Dites-le, dites-le ! ce premier mot-là est toujours le meilleur.


MOLIÈRE.

Eh bien, je dis que vous êtes un excellent homme.


CONDÉ

Merci, Molière. Je m’en vais content.


MOLIÈRE.

Attendez, prince ! Je suis en colère, moi aussi, et ne me sens guère moins bouillant que vous.


CONDÉ

Ah ! ah !


MOLIÈRE.

Je suis blessé des intentions que M. le Prince donne aux paroles de ma femme, d’un enfant que je chéris et que l’on me gâte.

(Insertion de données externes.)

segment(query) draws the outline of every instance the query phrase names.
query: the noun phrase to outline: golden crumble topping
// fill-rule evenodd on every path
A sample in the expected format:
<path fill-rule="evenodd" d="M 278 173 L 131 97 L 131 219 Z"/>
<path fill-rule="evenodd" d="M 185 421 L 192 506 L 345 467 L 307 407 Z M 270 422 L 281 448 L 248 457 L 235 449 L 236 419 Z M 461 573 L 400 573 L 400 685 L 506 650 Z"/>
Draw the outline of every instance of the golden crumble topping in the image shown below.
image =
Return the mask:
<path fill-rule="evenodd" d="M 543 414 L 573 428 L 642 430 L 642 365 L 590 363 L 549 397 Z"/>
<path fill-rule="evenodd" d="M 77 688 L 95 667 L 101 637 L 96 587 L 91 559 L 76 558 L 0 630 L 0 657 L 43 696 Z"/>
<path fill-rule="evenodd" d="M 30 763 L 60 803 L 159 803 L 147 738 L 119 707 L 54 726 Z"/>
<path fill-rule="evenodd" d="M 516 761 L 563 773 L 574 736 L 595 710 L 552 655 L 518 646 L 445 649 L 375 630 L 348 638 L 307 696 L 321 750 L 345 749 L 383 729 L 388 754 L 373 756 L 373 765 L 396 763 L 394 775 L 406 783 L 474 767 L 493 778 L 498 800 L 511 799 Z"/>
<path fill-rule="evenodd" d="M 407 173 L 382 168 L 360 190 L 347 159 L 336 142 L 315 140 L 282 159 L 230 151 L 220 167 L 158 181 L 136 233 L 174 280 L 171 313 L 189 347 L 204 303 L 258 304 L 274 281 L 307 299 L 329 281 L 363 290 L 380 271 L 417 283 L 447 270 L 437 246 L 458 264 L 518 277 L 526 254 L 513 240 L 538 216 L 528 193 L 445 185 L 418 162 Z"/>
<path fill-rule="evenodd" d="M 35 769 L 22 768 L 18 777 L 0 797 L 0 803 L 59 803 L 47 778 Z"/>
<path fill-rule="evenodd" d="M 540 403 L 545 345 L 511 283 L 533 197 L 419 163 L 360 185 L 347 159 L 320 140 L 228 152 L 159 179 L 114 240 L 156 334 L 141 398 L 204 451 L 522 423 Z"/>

Je ne suis point Sganarelle, je ne suis point Arnolphe. Mes ennemis le disent, mes amis ne devraient point le croire. Si j’ai une sorte de jalousie au fond de l’âme, je sais l’y renfermer, et je n’ai point celle qu’on me suppose. La mienne n’a rien de grossier et ne calomnie pas l’honneur de ma femme. Toute ma souffrance, toute ma colère viennent de l’air que prennent avec moi ces beaux courtisans qui suivent ses pas et dont elle a tort de vouloir se moquer, sans songer qu’ils prétendent à se moquer de moi. Oui, je hais cette cour où ma profession me force à vivre et où régnent l’envie, la bassesse et la galanterie hypocrites. Je hais toutes les cours, même la vôtre, monseigneur. C’est un grand honneur pour moi que d’être accueilli dans votre cabinet ; mais la place de ma femme n’est point dans vos salons, et, là où les princesses vos filles régnent par le respect qu’elles inspirent, la femme de Molière, qui serait respectée aussi parmi ses pareilles, est convoitée, et méprisée par conséquent, des nobles libertins qui vous servent. Qu’est-ce pour ces gens-là, que la dignité de sentiments et les délicatesses du cœur de Molière ? Molière ! un railleur, un comédien ! allons donc ! c’est trop d’honneur qu’on lui fait de remarquer qu’il a une jolie femme !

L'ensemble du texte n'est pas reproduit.